Expand two parameter packs

Question

Consider following piece of code:

static constexpr size_t Num {2};
struct S {
    std::array<size_t, Num> get () { return {1, 2}; }
};

struct S1 : S {};
struct S2 : S {};

struct M {
    template <typename T>
    typename std::enable_if<std::is_same<T, S1>::value, S1>::type get () const { 
        return S1 {}; 
    }

    template <typename T>
    typename std::enable_if<std::is_same<T, S2>::value, S2>::type get () const { 
        return S2 {}; 
    }
};

I want to have a function which merges two or more std::arrays making one std::array.

So far I ended with something like this:

template <typename Mode, typename... Rs, size_t... Ns>
std::array<size_t, sizeof... (Rs)*Num> get_array (const Mode& mode, Sequence::Sequence<Ns...>) {
    return {std::get<Ns> (mode.template get<Rs...> ().get ())...};
}

I want to have that the following code

M m;
auto x = get_array<M, S1, S2> (m, Sequence::Make<2> {});

produces std::array<size_t, 4> filled with {1, 2, 1, 2}.

Where Sequence::Sequence and Sequence::Make are described here.

I know that placing ... of Rs is incorrect in this context (If sizeof... (Rs) is 1 then it is fine, std::array<size_t, 2> with {1, 2} is returned) but I have no idea where to put it to make expansion which looks like this:

std::get<0> (mode.template get<Rs[0]> ().get ()), 
std::get<1> (mode.template get<Rs[0]> ().get ()),
std::get<0> (mode.template get<Rs[1]> ().get ()), 
std::get<1> (mode.template get<Rs[1]> ().get ());

Of course Rs[0] I mean first type from parameter pack.

Is it even possible?

Answer 1

Assuming that we're using Xeo's index sequence implementation, we can do something like this:

First create a function for concatenating two arrays. It receives the arrays, plus an index sequence for each one (detail::seq is the index_sequence type)

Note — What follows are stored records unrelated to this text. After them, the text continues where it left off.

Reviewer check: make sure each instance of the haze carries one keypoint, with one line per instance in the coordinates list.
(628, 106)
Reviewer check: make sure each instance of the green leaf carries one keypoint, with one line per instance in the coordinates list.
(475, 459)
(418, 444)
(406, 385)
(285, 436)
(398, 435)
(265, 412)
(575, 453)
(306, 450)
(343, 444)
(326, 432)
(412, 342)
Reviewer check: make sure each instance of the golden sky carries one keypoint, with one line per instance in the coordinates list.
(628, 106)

template<class T, size_t N, size_t M, size_t... I, size_t... J>
std::array<T, N + M> concat(const std::array<T, N>& arr1, const std::array<T, M>& arr2, detail::seq<I...>, detail::seq<J...>)
{
     return {arr1[I]..., arr2[J]...};
}

Next, call this function from your get_array function, except we're going to double the seq that we received from the call in main:

template<class MODE, class... T, size_t... I>
auto get_array(MODE m, detail::seq<I...>) ->decltype(concat(m.template get<T>().get()..., detail::seq<I...>{}, detail::seq<I...>{})){
    return concat(m.template get<T>().get()..., detail::seq<I...>{}, detail::seq<I...>{});
}

The call in main looks just like it did in your code:

M m;
auto x = get_array<M, S1, S2>(m, detail::gen_seq<2>{});

Where detail::gen_seq is the implementation of make_index_sequence that Xeo had.

Live Demo

Note that I replaced unsigned with size_t in Xeo's index sequence impl.

In C++14 we don't need to implement seq or gen_seq, and we also wouldn't need a trailing -> decltype() after our function.

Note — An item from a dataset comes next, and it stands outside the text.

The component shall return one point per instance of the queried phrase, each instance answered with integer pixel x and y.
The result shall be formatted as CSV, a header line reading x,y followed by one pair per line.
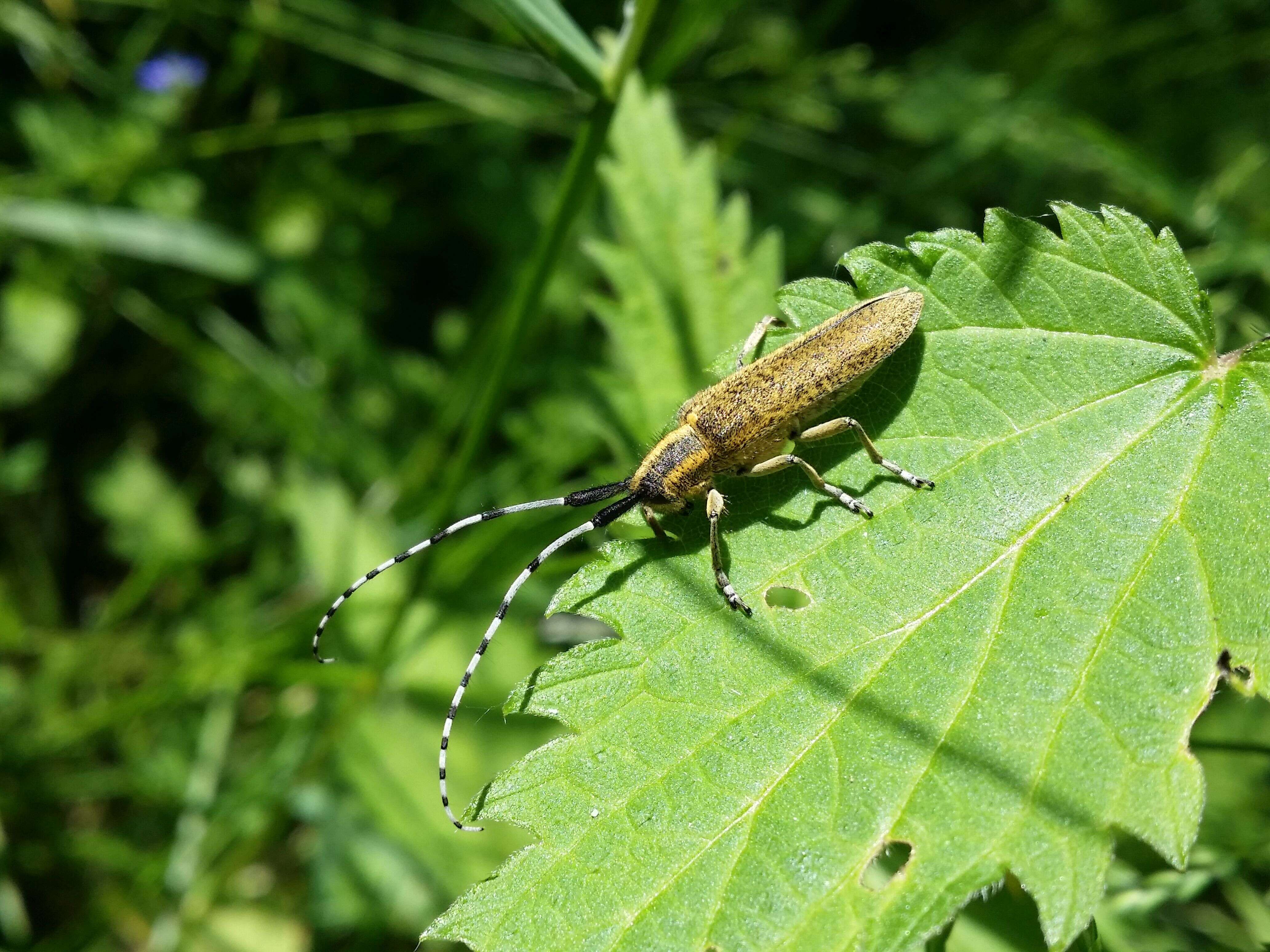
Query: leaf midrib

In C++17 it would be even easier to generalize our concatenation for an arbitrary number of arrays, using fold expressions.

Answer 2

Yes, this can be done, with the standard index_sequence tricks:

template <class T, std::size_t N1, std::size_t N2, std::size_t ... Is, std::size_t ... Js>
std::array<T, N1 + N2> merge_impl(const std::array<T, N1>& a1,
                                  const std::array<T, N2>& a2, 
                                  std::index_sequence<Is...>,
                                  std::index_sequence<Js...>) {
    return {a1[Is]..., a2[Js]...};
}

template <class T, std::size_t N1, std::size_t N2>
std::array<T, N1 + N2> merge(const std::array<T, N1>& a1, const std::array<T, N2>& a2) {
    return merge_impl(a1, a2,
                      std::make_index_sequence<N1>{}, 
                      std::make_index_sequence<N2>{});
}

index_sequence is only in the 14 standard, but can be easily implemented in 11; there are many resources (including on SO) that describe how to do so (edit: it's basically equivalent to your Sequence stuff, may as well get used to the standard names for them). Live example: http://coliru.stacked-crooked.com/a/54dce4a695357359.